Mercredi 8 Août; fête de la St Dominique; nos amis de Magalyanne ont eu la géniale et généreuse idée de nous inviter, pour la journée, à une excursion à bord de leur automobile de location. Un petit accrochage tente d'assombrir nos humeurs joyeuses,... avec de maigres résultats: un peu de tôle éraflée, d'amour-propre égratigné, de plastique fendu......des broutilles. A nous Bali "inside", hors des sentiers touristiques, à la rencontre d'authentiques Balinais. Mon ami Jean-Luc est aussi attiré que moi par les engins divers ayant vocation à se maintenir à la surface de l'eau, et pourquoi pas, soyons fous, à s'y mouvoir.....aussi, nos pas nous mènent-ils vite-fait le long de la côte sud-est de Bali pour y découvrir quelques curiosités locales......mais, revenons à Denpasar, la grande cité qui occupe tout le sud de l'île. Tout au long de la quatre-voies, un peu merdique et très encombrée, une suite ininterrompue de boutiques offre à la vente de véritables trésors artistiques; en particuliers, les sculptures en bois, et surtout celles en pierre volcanique noire sont là par milliers, avec leurs invraisemblables finesses et sophistications; on croirait circuler dans l'allée principale d'un salon de l'artisanat étendu à toute l'île! L'origine probable de ce foisonnement créatif est peut-être à rechercher dans l'hindouisme, car, ici, on trouve des temples à tous les coins de rues, et même les plus modestes sont déjà abondament fignolés. Au hasard d'un chemin à peine carrossable, perché sur une colline face à la mer, nous en visitons un; de taille respectable. Une vieille dame s'affaire au "ménage" à l'aide de son balai en bambou et palme; les dernières offrandes, déposées au sol dans de petits paniers tréssés, sont encore comestibles: une banane, un peu de riz, quelques fleurs de couleurs différentes. Ces modestes présents, qui se retrouvent absolument partout, donnent à la ville un style particulier genre "merdier de la teuf d'hier soir pas fini de ranger".......

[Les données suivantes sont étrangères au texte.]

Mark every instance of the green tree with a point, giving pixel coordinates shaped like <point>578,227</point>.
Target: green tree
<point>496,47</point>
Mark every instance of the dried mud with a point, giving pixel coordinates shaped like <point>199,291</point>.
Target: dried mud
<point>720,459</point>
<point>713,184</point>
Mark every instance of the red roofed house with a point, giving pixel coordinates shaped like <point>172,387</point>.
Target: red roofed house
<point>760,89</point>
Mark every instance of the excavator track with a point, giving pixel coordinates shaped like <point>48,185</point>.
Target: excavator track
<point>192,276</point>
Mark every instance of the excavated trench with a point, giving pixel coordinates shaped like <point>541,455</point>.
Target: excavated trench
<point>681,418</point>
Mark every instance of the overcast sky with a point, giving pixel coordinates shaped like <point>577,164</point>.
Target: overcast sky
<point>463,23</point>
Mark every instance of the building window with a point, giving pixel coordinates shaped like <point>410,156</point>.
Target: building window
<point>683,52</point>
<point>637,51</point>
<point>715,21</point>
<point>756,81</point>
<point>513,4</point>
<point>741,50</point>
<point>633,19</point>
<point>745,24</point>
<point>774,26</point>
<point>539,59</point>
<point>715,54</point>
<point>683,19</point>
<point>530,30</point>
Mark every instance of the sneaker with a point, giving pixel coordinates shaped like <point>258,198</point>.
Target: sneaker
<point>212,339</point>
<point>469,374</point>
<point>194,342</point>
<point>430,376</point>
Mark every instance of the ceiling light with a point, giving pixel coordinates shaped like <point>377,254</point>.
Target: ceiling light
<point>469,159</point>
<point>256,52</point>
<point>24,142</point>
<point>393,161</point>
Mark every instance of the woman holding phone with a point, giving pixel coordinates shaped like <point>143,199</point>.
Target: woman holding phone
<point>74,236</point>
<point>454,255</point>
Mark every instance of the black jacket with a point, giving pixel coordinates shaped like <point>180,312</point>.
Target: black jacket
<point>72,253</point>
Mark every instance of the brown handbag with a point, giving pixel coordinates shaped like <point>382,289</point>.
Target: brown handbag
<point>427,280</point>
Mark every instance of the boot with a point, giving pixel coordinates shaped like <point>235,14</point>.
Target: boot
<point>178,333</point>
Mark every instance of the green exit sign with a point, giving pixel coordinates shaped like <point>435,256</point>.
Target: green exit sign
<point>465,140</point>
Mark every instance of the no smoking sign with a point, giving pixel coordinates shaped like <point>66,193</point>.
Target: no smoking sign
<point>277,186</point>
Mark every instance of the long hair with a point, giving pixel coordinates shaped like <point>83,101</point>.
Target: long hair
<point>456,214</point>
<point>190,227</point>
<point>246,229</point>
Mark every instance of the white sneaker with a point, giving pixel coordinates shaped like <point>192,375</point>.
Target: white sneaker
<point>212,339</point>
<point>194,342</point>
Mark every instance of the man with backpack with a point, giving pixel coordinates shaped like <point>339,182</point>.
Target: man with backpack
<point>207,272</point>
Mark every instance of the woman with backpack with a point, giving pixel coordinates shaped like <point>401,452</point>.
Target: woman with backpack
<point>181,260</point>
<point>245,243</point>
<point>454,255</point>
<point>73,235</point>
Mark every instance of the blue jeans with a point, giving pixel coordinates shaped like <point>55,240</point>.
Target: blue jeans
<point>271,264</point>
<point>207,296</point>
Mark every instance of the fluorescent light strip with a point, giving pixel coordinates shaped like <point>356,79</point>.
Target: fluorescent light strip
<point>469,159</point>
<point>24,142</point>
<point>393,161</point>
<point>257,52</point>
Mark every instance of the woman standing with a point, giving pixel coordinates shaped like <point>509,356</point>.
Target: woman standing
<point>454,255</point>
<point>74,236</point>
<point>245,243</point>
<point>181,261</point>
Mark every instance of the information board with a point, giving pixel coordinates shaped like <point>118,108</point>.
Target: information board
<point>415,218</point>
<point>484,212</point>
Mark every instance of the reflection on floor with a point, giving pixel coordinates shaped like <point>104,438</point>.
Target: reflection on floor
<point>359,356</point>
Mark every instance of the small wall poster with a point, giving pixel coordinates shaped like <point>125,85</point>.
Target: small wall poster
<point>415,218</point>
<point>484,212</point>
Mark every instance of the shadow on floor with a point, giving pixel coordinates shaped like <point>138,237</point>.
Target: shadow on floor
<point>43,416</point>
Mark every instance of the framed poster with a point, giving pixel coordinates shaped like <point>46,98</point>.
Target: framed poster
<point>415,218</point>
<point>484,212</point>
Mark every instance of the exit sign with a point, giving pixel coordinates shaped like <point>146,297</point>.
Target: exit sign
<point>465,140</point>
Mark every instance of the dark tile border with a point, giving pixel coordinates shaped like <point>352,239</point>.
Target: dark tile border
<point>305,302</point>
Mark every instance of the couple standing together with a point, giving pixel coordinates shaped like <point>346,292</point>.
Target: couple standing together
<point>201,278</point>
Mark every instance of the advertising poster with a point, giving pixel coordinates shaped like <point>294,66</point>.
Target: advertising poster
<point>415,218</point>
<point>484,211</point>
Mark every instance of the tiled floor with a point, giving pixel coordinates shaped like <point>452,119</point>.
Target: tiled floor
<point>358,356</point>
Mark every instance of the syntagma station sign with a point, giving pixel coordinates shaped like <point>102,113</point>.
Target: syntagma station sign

Sable noir, gravier noir, heureusement que la mer est bleue, sinon, on croirait le littoral en deuil. Deux jeunes gars costauds "pêchent" du gravier dans les rouleaux d'écume à l'aide de sacs, qu'ils transportent à l'épaule, un peu plus haut, sur le plancher de buffles. Là, des dizaines de "trieuses" s'affairent à "cueillir" les petites pierres une à une, par couleur et par calibre; les sacs se remplissent et seront vendus à fin de servir à la décoration de sols, ou de murs, voire de vases ou de statues. Je ne sais pas combien ce travail leur rapporte quotidiennement, mais j'ai dans l'idée que ces gens là ne sont pas embarassés de problèmes avec leurs comptes en banques.....pour tout dire, ils n'ont, dans l'ensemble, pas de quoi envoyer leurs enfants à l'école, comme beaucoup d'Indonésiens. Et pourtant, quelle fraicheur! toujours prompts à sourire, ils ne semblent pas malheureux. Nous en verrons ainsi des centaines, répartis sur une grande partie du littoral, triant leurs petits cailloux à longueur de journées.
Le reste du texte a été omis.